Milan Fashion Week Women FW22 despite everything

Andrea Tuzio

This should have been a Milan Fashion Week Women FW22 – which ends today – under the banner of a return to normality after two years of pandemic that have disrupted rhythms, creative processes and presentations. Two years of uncertainties and fears which have changed our society especially from the point of view of habits. 

Someone pointed out that, while on the other side of Europe a war was being fought, Milan seemed to live in a parallel world made of fashion shows, parties and influencers ready to show the latest outfit. Eppure, nel loro piccolo, diversi stilisti e brand sono riusciti a unirsi a tutto il mondo che in questi giorni sta scendo in piazza chiedendo a gran voce che venga ristabilita la pace.

I would start with Giorgio Armani‘s decision to present the Fall/Winter 22/23 collection in absolute silence. A voiceover before the start of the show said: “My decision not to use any kind of music taken as a sign of respect for all the people involved in the ongoing tragedy in Ukraine”
A decision that Giorgio Armani then explained visibly moved after the show: 
“A few hours before I thought about what I could do for what is happening, it is not sending money or clothes but signaling my heartbeat for these children. The best thing is to give the signal that we don’t want to celebrate because something around us is very disturbing. So I said, I don’t want music, the girls were excited more than for any music, they were really understood and the leaders got 100% out of it”. A strong stance with respect to the tragedy unfolding in Ukraine.

If 2021 was the year of collaborations and their exasperation, 2022 opens with yet another joint venture, this time between Gucci and adidas with the Exquisite Gucci collection. Alessandro Michele, has decided to show us how something as familiar as a suit, declined in every possible conjugation for example, can give us new sensations in a sort of “re-enchantment”. 
In presenting the collection Michele referred to the image of the mirror, but not as an object that reflects the truth and returns it to us without alteration, but as an instrument that can also evoke deception.
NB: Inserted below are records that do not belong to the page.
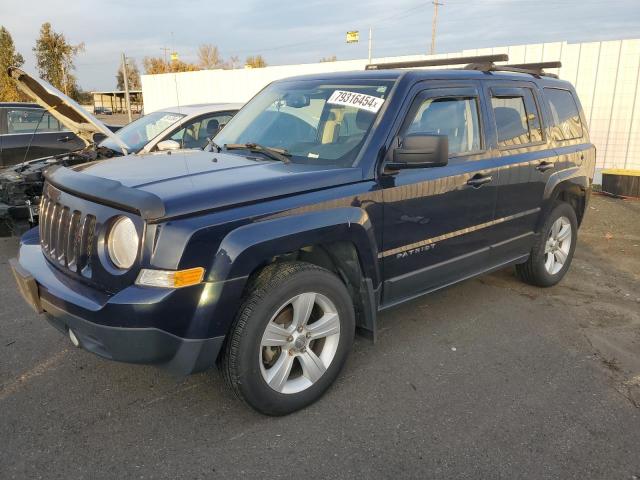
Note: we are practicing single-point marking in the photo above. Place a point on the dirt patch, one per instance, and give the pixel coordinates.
(603, 289)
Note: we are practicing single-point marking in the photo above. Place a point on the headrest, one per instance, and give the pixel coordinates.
(439, 116)
(364, 119)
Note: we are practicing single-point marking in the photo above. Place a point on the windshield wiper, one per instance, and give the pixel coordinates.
(212, 145)
(278, 154)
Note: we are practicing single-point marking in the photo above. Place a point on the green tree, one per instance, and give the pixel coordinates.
(133, 76)
(54, 59)
(155, 65)
(255, 61)
(8, 58)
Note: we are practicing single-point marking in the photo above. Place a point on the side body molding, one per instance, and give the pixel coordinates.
(108, 192)
(252, 246)
(574, 175)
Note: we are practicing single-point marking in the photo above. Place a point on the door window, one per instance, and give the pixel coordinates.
(517, 117)
(196, 134)
(455, 117)
(566, 118)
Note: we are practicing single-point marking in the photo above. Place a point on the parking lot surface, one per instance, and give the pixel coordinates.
(490, 378)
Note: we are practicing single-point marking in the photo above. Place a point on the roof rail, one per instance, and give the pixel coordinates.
(439, 62)
(536, 69)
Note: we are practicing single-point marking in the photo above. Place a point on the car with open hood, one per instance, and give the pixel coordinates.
(327, 199)
(188, 127)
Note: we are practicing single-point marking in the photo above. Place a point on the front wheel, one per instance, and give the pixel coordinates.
(553, 251)
(290, 339)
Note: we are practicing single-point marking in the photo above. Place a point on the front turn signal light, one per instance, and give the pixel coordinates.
(170, 278)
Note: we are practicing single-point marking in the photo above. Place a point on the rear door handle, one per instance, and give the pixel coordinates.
(479, 180)
(544, 166)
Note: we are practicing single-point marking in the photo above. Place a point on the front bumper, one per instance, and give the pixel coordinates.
(94, 319)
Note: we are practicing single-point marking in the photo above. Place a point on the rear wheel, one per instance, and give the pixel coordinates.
(291, 338)
(553, 251)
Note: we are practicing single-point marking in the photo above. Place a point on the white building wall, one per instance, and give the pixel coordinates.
(605, 74)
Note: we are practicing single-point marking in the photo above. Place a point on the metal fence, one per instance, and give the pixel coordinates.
(606, 75)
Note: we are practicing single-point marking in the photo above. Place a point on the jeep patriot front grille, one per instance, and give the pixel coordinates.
(66, 236)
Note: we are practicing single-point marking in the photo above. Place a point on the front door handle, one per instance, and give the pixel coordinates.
(479, 180)
(544, 166)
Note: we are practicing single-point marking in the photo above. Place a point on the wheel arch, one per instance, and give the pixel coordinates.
(569, 186)
(339, 240)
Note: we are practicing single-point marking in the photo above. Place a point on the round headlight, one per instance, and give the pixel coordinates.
(123, 242)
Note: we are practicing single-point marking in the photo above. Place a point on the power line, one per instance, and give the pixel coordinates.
(434, 24)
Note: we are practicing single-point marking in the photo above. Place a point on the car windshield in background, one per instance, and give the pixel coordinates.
(312, 121)
(137, 134)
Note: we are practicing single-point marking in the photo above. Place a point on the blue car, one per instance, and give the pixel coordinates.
(326, 199)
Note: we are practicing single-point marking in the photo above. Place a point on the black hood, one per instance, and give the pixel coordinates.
(189, 181)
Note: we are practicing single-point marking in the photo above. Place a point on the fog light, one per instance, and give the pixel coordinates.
(170, 278)
(73, 338)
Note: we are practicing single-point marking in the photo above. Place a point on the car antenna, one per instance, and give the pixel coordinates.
(33, 134)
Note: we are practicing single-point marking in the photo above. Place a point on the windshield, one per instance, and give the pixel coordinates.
(137, 134)
(314, 121)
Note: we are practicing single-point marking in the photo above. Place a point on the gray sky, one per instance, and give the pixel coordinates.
(304, 31)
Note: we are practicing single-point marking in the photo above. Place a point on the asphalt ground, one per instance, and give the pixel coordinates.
(490, 378)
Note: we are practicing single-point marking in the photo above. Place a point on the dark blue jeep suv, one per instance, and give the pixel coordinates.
(325, 200)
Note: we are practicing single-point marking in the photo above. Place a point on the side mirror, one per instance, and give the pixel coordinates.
(420, 151)
(167, 145)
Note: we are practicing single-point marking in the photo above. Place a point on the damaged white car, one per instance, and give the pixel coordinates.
(184, 127)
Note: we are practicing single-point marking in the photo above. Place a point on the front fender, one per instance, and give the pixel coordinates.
(250, 246)
(574, 177)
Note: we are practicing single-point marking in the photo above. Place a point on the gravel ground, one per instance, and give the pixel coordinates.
(487, 379)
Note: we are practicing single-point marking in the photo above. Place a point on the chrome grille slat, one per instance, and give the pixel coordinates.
(67, 235)
(53, 229)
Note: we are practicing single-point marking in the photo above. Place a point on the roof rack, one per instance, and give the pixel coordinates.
(536, 69)
(483, 63)
(439, 62)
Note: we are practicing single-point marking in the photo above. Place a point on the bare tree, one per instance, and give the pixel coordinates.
(133, 76)
(154, 65)
(255, 61)
(54, 59)
(233, 62)
(209, 57)
(8, 58)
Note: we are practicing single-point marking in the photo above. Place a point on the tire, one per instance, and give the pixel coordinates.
(550, 256)
(310, 318)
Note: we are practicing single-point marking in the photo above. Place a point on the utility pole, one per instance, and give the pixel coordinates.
(165, 50)
(126, 86)
(433, 26)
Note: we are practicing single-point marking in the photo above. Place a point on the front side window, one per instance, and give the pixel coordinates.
(314, 121)
(137, 134)
(517, 118)
(196, 134)
(49, 124)
(566, 118)
(457, 118)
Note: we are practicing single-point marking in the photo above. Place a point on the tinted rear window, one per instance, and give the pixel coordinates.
(566, 118)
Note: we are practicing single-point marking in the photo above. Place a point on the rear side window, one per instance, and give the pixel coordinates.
(566, 118)
(455, 117)
(517, 117)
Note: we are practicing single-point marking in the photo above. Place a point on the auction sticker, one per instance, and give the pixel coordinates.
(357, 100)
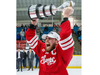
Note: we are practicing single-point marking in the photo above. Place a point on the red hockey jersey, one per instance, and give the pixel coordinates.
(56, 61)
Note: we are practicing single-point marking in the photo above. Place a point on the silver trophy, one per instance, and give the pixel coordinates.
(40, 11)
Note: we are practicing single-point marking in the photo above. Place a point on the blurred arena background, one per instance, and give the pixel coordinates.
(51, 22)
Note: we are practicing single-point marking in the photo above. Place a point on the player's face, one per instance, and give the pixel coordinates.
(50, 43)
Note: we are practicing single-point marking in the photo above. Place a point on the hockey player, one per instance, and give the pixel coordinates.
(57, 51)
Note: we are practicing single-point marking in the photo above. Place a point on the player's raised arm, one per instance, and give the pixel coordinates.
(32, 38)
(66, 42)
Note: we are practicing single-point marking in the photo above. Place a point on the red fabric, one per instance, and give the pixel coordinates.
(55, 62)
(21, 44)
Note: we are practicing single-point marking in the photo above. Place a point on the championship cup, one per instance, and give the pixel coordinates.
(40, 11)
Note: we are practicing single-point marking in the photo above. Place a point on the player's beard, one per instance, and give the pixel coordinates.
(51, 47)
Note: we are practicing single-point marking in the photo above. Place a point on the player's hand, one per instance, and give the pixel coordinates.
(34, 22)
(67, 11)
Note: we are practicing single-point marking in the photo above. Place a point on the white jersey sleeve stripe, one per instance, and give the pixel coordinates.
(34, 45)
(68, 46)
(62, 45)
(65, 40)
(32, 39)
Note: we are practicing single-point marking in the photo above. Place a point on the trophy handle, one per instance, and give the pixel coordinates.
(65, 4)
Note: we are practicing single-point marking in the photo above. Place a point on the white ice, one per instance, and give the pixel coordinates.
(36, 71)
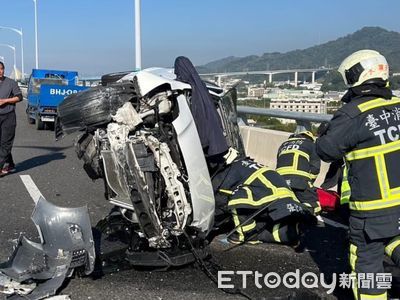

A metaphor for the suit re-imagined in the adidas x Gucci collabo, which gives the possibility to “cross a transformative threshold where we become something else”.

The history of the maison and its aesthetics blending with that of the people. This is the common thread that linked Prada‘s Fall/Winter 22/23 collection. 
“It’s about the history of women, not the history of fashion. It’s something I’ve always said, but now I feel it’s important to repeat it. Using these garments, drawing from history, puts us in touch with the lives of the past: we want to learn from people’s lives”, Miuccia Prada said in notes to the show.
Together with Raf Simons, Miuccia in this new collection rediscovers the cornerstones that have made Prada what it is, enhancing and recovering the history of the maison, in a summa of what femininity is according to Prada. 

Sunnei, on the other hand, gave us the most “performative” moment of Milan Fashion Week.
Loris Messina and Simone Rizzo paraded through the streets, making the models run along a sidewalk transformed into a catwalk. A eulogy to the movement, to the rave culture of the 90s, to layering and practicality that Sunnei has created in the Fondazione Prada area.

As well as Miuccia Prada and Raf Simons with Prada, Kim Jones rediscovers Fendi‘s past and history.
It all started when Delfina Delettrez, daughter of Silvia Venturini Fendi, showed up at the Roman fashion house’s HQ with a blouse from the Spring/Summer ’86 collection borrowed directly from her mother’s closet. 
“The best way to explore Fendi’s archives is through the maison’s own wardrobe. With Collections that, although they come from the past, know a lot about the present”, said Jones.
A rediscovery of Karl Lagerfeld’s long work and a tribute to his immortal legacy.
And Silvia Venturini Fendi concludes, “This collection brings me back to my family history. I wore these prints, Kim saw them on Delfina. What’s important to me in fashion is that it’s not something to be worn just once, and that’s the case with Fendi, which is never banal. There is always a story behind each piece, always something different”.